— Ух ты! С удовольствием, Мэтью. Вы меня балуете.
— Пустяки. Начало в восемь, так что поужинаем после спектакля. Я заеду за вами в семь тридцать. Согласны?
— Конечно, согласна! До встречи. И спасибо. Взглянув в зеркало, я слегка сконфузилась от мысли, что чересчур быстро приняла приглашение. Но опера… Черт побери, разве тут можно было устоять? Лучшего лекарства от тоски не придумаешь.
Мэтью появился ровно в семь тридцать и, увидев меня, испустил протяжный свист, чуть не вскруживший мне голову. Я надела кремовое атласное платье, которое выгодно подчеркивало остатки калифорнийского загара. Должна признаться, перед уходом я поглядела на себя в зеркало и осталась довольна.
Мэт тоже хорошо смотрелся. Вечерний костюм очень шел ему, а при виде маленьких сапфировых запонок мне почему-то вспомнился бывший муж. Я снова возвращалась в высшее общество, хотя бы на один вечер. И это общество отстояло от мира Криса на миллион световых лет.

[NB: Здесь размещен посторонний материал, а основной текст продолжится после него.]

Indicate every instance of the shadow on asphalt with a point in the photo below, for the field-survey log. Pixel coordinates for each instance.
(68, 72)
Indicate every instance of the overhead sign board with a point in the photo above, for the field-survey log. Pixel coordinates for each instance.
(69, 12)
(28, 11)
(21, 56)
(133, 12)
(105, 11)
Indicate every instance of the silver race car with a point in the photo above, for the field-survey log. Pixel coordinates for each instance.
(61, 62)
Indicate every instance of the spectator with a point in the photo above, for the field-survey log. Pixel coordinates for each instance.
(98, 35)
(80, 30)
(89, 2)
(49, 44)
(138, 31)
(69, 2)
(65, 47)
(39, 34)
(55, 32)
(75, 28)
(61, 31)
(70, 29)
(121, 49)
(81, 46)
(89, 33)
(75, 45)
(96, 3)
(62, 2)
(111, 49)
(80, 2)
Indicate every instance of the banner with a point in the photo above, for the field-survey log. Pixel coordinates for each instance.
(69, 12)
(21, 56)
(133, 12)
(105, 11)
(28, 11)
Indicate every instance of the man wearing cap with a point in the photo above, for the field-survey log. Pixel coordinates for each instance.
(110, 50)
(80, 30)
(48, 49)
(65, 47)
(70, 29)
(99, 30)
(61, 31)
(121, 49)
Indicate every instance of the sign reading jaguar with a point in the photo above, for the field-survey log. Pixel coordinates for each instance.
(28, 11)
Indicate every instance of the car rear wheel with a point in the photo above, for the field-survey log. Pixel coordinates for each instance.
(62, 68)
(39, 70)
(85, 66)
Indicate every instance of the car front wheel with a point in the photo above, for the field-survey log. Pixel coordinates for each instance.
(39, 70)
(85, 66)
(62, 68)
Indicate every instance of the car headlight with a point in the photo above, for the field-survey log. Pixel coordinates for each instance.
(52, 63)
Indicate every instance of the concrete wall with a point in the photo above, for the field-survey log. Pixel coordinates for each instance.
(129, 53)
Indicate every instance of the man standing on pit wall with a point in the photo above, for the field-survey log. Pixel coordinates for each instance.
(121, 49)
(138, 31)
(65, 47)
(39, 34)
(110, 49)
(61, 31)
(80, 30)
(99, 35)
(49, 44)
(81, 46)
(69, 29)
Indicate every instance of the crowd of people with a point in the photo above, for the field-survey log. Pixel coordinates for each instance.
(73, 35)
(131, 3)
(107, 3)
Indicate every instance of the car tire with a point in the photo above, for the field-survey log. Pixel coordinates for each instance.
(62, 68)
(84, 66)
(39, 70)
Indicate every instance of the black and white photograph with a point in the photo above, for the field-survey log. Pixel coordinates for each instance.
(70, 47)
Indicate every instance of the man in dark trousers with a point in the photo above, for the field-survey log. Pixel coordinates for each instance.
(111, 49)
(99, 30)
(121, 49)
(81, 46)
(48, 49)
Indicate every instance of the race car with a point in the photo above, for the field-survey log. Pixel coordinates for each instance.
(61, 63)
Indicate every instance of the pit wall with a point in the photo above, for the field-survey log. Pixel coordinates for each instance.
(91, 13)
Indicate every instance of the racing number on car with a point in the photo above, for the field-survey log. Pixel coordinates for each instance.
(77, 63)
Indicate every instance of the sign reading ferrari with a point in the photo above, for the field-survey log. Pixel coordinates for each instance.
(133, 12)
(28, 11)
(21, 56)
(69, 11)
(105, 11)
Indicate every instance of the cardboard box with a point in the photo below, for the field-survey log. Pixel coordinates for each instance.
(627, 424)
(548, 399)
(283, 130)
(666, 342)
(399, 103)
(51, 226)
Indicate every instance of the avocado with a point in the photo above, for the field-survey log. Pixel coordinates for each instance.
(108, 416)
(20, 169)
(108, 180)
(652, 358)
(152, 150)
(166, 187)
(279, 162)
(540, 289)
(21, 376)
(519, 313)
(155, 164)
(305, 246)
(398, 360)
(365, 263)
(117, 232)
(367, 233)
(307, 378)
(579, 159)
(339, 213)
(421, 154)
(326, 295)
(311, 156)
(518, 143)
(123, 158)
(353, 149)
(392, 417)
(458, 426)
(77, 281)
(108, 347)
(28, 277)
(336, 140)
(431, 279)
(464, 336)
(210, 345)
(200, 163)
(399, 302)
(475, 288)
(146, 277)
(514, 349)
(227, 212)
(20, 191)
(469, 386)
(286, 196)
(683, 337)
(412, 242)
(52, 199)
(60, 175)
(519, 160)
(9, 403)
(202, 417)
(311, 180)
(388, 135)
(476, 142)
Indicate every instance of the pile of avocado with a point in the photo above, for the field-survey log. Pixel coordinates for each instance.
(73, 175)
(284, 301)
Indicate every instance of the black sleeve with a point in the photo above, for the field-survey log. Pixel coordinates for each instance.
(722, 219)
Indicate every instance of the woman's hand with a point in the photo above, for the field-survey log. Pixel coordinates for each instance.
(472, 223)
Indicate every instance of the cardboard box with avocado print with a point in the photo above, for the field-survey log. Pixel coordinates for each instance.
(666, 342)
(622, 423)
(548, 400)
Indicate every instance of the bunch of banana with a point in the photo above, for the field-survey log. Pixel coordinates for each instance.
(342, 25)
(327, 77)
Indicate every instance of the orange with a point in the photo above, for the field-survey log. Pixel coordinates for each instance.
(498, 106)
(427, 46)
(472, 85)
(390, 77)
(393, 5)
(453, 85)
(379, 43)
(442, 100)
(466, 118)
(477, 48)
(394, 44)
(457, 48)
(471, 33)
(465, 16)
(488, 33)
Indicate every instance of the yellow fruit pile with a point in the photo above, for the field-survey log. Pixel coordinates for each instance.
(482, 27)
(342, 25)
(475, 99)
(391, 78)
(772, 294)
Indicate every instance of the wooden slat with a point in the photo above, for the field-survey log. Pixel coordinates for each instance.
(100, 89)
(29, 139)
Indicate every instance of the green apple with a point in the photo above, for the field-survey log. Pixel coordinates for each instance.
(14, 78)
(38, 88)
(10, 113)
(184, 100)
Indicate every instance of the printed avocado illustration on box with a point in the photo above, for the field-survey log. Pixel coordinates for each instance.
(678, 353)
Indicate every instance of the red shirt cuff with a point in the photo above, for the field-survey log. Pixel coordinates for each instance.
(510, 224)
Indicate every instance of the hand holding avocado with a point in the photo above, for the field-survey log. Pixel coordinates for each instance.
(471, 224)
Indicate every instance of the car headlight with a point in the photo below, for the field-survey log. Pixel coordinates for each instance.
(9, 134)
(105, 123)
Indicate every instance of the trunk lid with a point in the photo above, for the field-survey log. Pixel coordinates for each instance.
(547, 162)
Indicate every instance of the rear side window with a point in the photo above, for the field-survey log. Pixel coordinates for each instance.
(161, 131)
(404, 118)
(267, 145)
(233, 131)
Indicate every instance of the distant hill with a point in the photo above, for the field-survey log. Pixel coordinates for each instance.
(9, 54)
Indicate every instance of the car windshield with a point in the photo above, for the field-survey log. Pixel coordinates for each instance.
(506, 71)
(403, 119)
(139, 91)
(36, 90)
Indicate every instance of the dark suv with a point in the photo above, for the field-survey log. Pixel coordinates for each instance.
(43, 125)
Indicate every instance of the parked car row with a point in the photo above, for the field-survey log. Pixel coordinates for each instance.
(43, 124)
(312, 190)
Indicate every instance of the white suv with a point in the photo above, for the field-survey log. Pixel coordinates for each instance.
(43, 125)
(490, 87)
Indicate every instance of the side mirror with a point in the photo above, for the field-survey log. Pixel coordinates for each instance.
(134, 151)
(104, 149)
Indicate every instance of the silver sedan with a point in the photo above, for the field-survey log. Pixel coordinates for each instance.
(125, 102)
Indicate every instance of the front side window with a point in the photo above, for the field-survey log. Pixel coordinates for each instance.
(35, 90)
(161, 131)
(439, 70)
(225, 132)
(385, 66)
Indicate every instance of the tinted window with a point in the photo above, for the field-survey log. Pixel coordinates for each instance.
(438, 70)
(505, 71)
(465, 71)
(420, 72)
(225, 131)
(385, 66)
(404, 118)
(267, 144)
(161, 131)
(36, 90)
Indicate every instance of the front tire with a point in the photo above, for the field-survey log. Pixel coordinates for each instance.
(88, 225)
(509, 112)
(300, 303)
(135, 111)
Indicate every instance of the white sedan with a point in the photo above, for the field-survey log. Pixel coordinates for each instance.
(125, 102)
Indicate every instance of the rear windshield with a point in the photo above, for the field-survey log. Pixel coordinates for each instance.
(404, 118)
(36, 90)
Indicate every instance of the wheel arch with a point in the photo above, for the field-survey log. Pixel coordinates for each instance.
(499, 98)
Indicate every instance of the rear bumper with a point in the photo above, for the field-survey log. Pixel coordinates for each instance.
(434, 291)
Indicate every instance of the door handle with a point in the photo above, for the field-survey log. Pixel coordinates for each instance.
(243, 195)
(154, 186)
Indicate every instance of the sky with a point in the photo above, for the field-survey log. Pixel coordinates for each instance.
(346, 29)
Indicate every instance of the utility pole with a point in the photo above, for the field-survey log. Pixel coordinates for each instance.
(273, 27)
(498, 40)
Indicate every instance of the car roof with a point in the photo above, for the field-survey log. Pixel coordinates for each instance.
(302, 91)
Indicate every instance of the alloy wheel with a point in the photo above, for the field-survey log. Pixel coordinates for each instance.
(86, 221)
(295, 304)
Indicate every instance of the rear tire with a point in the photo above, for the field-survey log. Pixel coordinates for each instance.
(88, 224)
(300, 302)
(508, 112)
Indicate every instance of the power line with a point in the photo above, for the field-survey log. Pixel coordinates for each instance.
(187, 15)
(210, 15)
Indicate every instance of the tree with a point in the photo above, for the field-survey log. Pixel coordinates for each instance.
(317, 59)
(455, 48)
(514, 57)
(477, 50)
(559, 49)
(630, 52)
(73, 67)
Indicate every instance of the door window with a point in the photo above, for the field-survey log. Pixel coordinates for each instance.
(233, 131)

Мы доехали до Линкольн-центра на такси и вышли у фонтана, струи которого взмывали высоко в небо, плавно ниспадая обратно. Небольшие группы изысканно одетых меломанов двигались в одном направлении с нами, и я почти не обращала внимания на Мэта, ослепленная яркими нарядами и лицами знаменитостей. Похоже, эта премьера была далеко не рядовым событием.
Изо всех щелей и углов выпрыгивали репортеры и, сверкая вспышками, фотографировали всех проходящих мимо. Обитателей лож узнавали безошибочно: они были одеты тщательнее прочих. В глазах рябило от бриллиантов.
— Мистер Хинтон, минутку, пожалуйста… — Мэтью обернулся налево, ища взглядом того, кто его окликнул, и я невольно посмотрела туда же. Мелькнула вспышка, и фотоаппарат запечатлел наши лица.
— Можно узнать, как зовут вашу даму? — поинтересовалась гибкая негритянка в красном платье, опуская камеру. Она достала блокнотик и с улыбкой записала мое имя. Я не верила своим глазам. Вот это цирк! Всюду царило столпотворение, зрители с трудом пробивались сквозь ряды фотографов и репортеров.
Мэтью повел меня по лестнице. Стоявший у входа в ложу пожилой капельдинер приветливо улыбнулся:
— Добрый вечер, мистер Хинтон. Ну и дела…
— Вы часто бываете в опере, Мэт?
— Раз в год, а что? — В это верилось с трудом. Давали «Лючию ди Ламмермур» с Джоан Сазерленд. От зрелища захватывало дух, а в антрактах рекой лилось шампанское, и фотографы продолжали трудиться в поте лица.
— Я заказал столик у «Рэффла», к которому тщетно приглашал вас вчера. Надеюсь, сегодня вы возражать не будете?
— Нет, не буду. Замечательно!
В ресторане с Мэтью здоровались все проходившие мимо официанты. Пег права, он ужасно общителен. Даже чересчур.
Но вечер был прекрасный, разговор шел непринужденно, а у собеседника оказалось неистощимое чувство юмора. Он заказал копченую семгу, жареную утку и суфле по-марнски. Пили мы в основном шампанское, а потом немного потанцевали под негромкую, но веселую музыку клубного оркестра. Интерьер, спланированный Сесилом Битеном, был слегка чопорен, однако толпу посетителей, сплошь принадлежавших к нью-йоркской элите, это ничуть не смущало.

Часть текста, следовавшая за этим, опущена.